Phantom Limb boss and musician James Vella - aka A Lily - announces his first release for the label Saru l-Qamar, setting archival Maltese home recordings to new music for an album of nostalgic quasi-ambience and cross-generational dialogue.
From the 60’s until the modern era, it was common for Maltese families to receive reel tapes from relatives abroad. Maltese emigrés resettled in Australia, the UK, Canada etc. would record their news onto cassette - often in the form of għana, traditional Maltese song - and mail the tapes back home. Amazingly, through the superlative archival work of Malta’s nonprofit heritage foundation Magna Żmien, many of these tapes still exist. A Lily (Phantom Limb boss and musician James Vella, who is Maltese) was allowed access to Magna Żmien’s collection and in late 2022 began creating new musical works responding to these recordings. These works make up the oneiric bliss of new album Saru l-Qamar [Eng: They Became The Moon], his first release on his own label.
Arranged alongside hardware synthesis and “minimal DAW intervention”, the recordings take on ghostly, spiritual new qualities. Simple storytelling and news-sharing (“there was a burglar in the house yesterday”, “I can’t tell you how much I miss Malta”, “do your utmost to spend all your money at the feast”) become plaintive and evocative elegies for friends and family lost to time. “This is the meaning of the album title,” Vella writes. “Though these people have left us, they can never be truly forgotten, as without them we would not be here. They become part of the fabric of our lives, remaining forever and inexorably within the makeup of every subsequent generation. They have become the moon - always present, but always out of reach.”

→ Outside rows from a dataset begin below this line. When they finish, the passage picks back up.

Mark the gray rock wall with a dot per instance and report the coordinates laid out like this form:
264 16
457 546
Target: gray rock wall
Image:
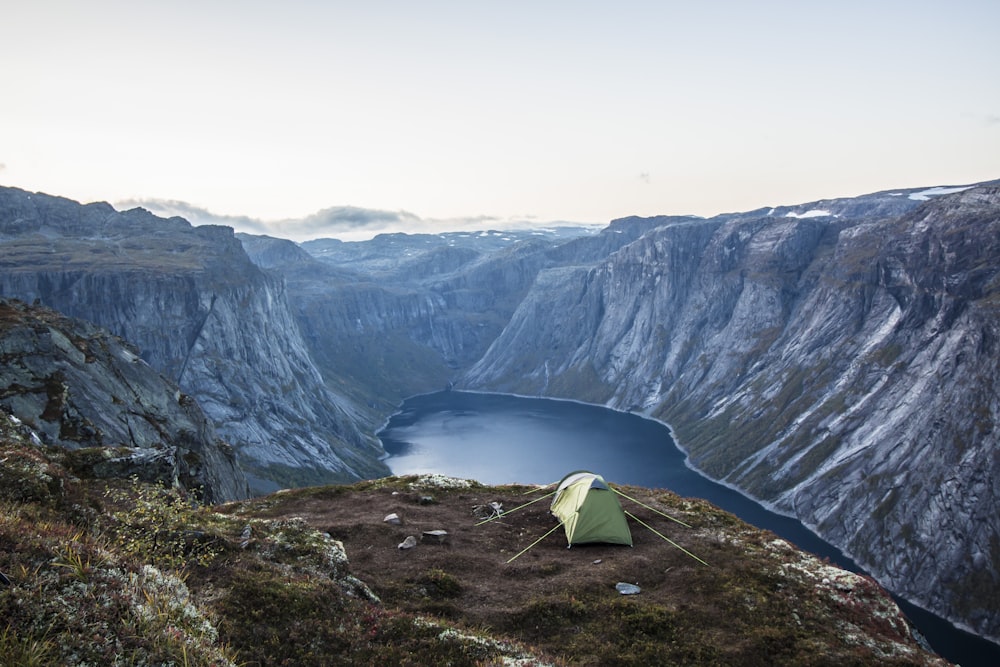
842 370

The music and track titles of Saru l-Qamar (pronounced: sarool-’amar) fill in the gaps between the stories, with Vella’s background as a fiction writer readily evident. Though the archival recordings come as snippets - often powerfully and profoundly revealing but rarely longer than a few minutes - through subtle processing and effects (“and a lot of audio cleaning”), Vella gently moulds these generationally personal insights into musical artefacts for arrangement alongside his pulsing, organic, enlivening synthesis. The work of mastering engineer Sean McCann (Recital Records, etc.) elevates the album’s sonics to shimmering heights of carefully balanced light and dark.